- Microsoft confirms its carbon removal program continues, despite potential adjustments to procurement pace and volume
- The company accounts for up to 90–96% of global carbon removal credit demand, making any shift market-moving
- Signals tighter capital discipline in voluntary carbon markets while maintaining long-term net-zero and carbon negative targets
Microsoft has moved to quell growing concern across carbon markets, confirming that its carbon removal program remains active even as it considers adjusting procurement volumes.
The statement follows reports that the company had paused purchases of carbon removal credits, prompting concern among project developers and investors reliant on Microsoft’s demand to underpin financing and scale.
“Our carbon removal program has not ended,” Microsoft chief sustainability officer Melanie Nakagawa said. “We continue to both build on and support our existing portfolio of both nature-based and technology-based solutions.”

A Market Built on a Single Buyer
Microsoft’s influence over the carbon removal ecosystem is difficult to overstate. Data from carbon dioxide removals platform CDR.fyi indicates the company represents roughly 90% of global carbon removal credit purchases in 2025. Estimates from BloombergNEF suggest the figure may be even higher, approaching 96%.
By comparison, the Frontier Buyers coalition, a high-profile consortium of corporate buyers, has contracted approximately 1.8 million tonnes of removals to date, a fraction of Microsoft’s activity.
This concentration has effectively made Microsoft the price setter, validator, and anchor client for an emerging industry still struggling to achieve scale. Its purchasing decisions directly influence project viability, capital flows, and investor confidence.
Procurement Adjustments, Not Strategic Retreat
Nakagawa emphasized that any changes to procurement volumes reflect operational discipline rather than a shift in ambition.
“Our decarbonization approach combines reduction, removal, and efficiency, and carbon removal is one piece of that equation. At times we may adjust the pace or volume of our carbon removal procurement as we continue to refine our approach toward sustainability goals. Any adjustments we make are part of our disciplined approach not a change in ambition.”
The clarification comes amid reports that some developers were informed projects could be delayed or shelved, in part due to financial considerations. While Microsoft did not directly confirm those discussions, the acknowledgment of potential recalibration suggests a more selective capital deployment strategy.
Climate Strategy Anchored in Carbon Negative Target
Carbon removal remains central to Microsoft’s broader climate commitments.
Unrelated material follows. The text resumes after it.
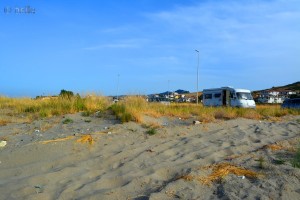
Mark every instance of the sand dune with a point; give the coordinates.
(126, 163)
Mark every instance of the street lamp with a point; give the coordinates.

The company has pledged to become carbon negative by 2030 and to remove all historical emissions by 2050.
Its approach prioritizes emissions reduction first, with carbon removal deployed to address residual and legacy emissions that cannot be eliminated through operational changes alone.
In 2025, Microsoft signed agreements to remove a record 45 million metric tonnes of CO2, doubling its contracted volume from the previous year. The scale of these commitments has helped accelerate both nature-based and engineered removal pathways, from afforestation to direct air capture.
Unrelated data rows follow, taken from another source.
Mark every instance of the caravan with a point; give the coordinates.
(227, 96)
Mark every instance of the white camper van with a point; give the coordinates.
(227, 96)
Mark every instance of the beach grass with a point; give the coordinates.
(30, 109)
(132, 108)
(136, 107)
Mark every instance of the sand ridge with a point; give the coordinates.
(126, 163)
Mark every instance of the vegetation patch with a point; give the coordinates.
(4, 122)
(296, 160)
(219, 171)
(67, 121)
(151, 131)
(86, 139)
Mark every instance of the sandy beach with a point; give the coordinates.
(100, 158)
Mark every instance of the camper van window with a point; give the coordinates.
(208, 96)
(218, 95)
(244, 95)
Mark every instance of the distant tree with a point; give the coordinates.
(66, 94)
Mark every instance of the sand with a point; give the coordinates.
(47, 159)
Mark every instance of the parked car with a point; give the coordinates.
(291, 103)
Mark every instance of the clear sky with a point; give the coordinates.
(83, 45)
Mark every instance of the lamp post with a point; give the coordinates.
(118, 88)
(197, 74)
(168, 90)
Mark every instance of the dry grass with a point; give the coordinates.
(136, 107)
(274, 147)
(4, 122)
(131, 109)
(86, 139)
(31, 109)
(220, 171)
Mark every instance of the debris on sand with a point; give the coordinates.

RELATED ARTICLE: Microsoft Pauses New Carbon Removal Credit Purchases
Building Market Infrastructure and Standards
Beyond procurement, Microsoft has played a formative role in shaping the carbon removal market itself.
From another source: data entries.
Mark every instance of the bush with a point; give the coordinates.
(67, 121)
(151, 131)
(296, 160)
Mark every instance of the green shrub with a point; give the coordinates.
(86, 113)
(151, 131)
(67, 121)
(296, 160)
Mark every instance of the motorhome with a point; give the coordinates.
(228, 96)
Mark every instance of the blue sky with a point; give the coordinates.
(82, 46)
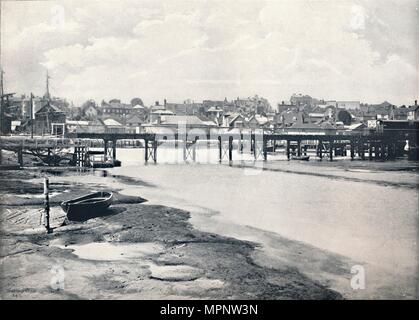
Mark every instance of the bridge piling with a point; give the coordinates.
(331, 150)
(146, 150)
(265, 149)
(114, 150)
(220, 150)
(230, 149)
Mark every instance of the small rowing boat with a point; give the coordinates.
(301, 158)
(86, 207)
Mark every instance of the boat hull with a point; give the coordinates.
(84, 208)
(301, 158)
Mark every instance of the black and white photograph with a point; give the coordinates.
(209, 150)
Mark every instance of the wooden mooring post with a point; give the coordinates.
(46, 204)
The company has worked directly with early-stage developers, often contracting projects before they are listed on registries. It has also introduced its own Criteria for High-Quality Carbon Dioxide Removal, requiring suppliers to provide detailed documentation on methodologies, durability, and verification processes.
In parallel, Microsoft has supported innovative financing structures aimed at de-risking early-stage technologies and unlocking private capital.
These interventions have helped address one of the sector’s core challenges: credibility. Market participants continue to grapple with questions around permanence, measurement, and standardization.
What Executives and Investors Should Watch
For corporate buyers and institutional investors, Microsoft’s position highlights both opportunity and vulnerability within voluntary carbon markets.
On one hand, sustained commitment from a dominant buyer reinforces long-term demand signals and supports continued investment in removal technologies. On the other, even minor adjustments in procurement strategy can ripple across the ecosystem, affecting project timelines, valuations, and financing structures.
The episode also reflects a broader shift toward capital discipline in climate spending, as companies balance ambitious ESG targets with financial scrutiny.
A Market Still Far from Scale
The stakes extend beyond corporate strategy. Scientists widely agree that large-scale carbon removal will be essential to limit global warming, particularly to offset hard-to-abate emissions.
Yet current global removal capacity remains a fraction of what is required.
Microsoft’s continued participation offers critical support to an industry still in its formative phase. At the same time, its recalibration signals that the path to scale will depend not only on ambition, but on credible economics, robust governance, and durable market structures.
For global climate efforts, the message is clear: demand is holding, but the rules of engagement are tightening.